Friday, July 3, 2020

65. Romantic Love and Bhakti - How are they Different?


Why so much hype is given to romance, and why whole film industries are running on it is that when in the arms of the lover, one melts away and tastes dissolution. In those few moments of emotional orgasm the shields of individuality go down, and the constant buzz of inner resistance is dropped. The individual momentarily ceases, and there is a glimpse of liberation. We can see that the language of love is that of self-annihilation — "I fell for him", "When she looked into my eyes, I died". "She pierced my heart" etc., and the symbolism of love is also that of a heart pierced by an arrow (basically a dying heart). Notice that no one finds all this talk of self-annihilation negative, for they unconsciously know that it is a sublime state. But unfortunately, like with everything else, it is short-lived and the individual springs up with as much force as before. And then arises the struggle to somehow reproduce it.

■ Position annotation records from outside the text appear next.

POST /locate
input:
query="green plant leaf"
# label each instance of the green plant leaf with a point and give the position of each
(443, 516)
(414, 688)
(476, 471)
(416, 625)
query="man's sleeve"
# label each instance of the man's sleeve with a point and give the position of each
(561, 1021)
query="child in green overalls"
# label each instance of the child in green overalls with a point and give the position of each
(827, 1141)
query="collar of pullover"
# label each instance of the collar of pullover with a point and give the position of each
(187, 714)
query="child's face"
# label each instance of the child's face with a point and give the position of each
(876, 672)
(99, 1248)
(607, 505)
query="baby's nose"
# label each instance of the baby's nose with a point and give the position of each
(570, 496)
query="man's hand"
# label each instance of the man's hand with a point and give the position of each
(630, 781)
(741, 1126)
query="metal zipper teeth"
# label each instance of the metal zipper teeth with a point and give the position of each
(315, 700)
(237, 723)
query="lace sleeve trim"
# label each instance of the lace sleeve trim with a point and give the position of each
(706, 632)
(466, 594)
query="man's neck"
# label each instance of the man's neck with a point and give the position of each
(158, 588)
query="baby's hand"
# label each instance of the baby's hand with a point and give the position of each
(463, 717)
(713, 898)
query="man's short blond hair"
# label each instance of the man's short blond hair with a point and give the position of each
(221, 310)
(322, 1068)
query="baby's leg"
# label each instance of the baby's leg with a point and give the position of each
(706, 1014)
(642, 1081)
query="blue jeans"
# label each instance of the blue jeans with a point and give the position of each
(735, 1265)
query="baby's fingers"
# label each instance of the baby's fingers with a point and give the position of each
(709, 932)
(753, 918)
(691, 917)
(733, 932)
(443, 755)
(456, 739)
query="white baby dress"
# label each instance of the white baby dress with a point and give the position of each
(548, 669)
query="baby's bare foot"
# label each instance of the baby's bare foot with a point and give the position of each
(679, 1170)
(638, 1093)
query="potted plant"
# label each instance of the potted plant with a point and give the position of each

So, what one is fundamentally looking for is dissolution, not romance (or any other stimulant for that matter). But in unawareness these two get equated, and one pursues the stimulant rather than the core phenomenon. Romance is perhaps the strongest stimulant known to mankind towards prompting this state of dissolution, and that is why it attracts a tremendous amount of attention. People go up to the extent of painting it as the ultimate aim of life, calling their lover as God etc. All this is a result of a mixing up the stimulant to be the core phenomenon.

When we use a specific person at a specific time to withdraw our shields, the flipside is that with other people, or even with the same person at some other time, the shields will go up. Now we become a puppet that gets played around by the outside. We will then wrestle with the outside, try to retain it the same way, demand the other person to remain the same way. Once we define the unlock combination to our own fortress as "I will dissolve only if this happens on the outside" it becomes a chase. And it is very difficult to get back the same unlock combination, the same stimulant, once again. As a result drudgery and misery follow.

When one becomes aware of this he will go after the core phenomenon itself. He has nothing against the stimulant, but it is no more a dependency and a deciding factor. When the shields are mine, when the resistance is mine, why cannot I simply sit by myself and drop it absolutely? Why do I need anyone in front of me for it to happen? Why imagine a complex unlock combination, and then desperately seek it to be fulfilled from the outside?

Chaitanya Mahaprabhu
in Devotional rapture
This is indeed the intelligence of a Bhakta. He has a Beloved. But absolutely nothing is expected of the Beloved. He is just ecstatic that he has one. There is no unlocking combination defined. He drops himself just at the utterance of the Name. He melts away by himself into a timeless orgasm.

The mundane merely fall in love, only to get to their feet in no time; but a devotee collapses into nothingness in his ultimate love for the Supreme, where he is absent and That alone is.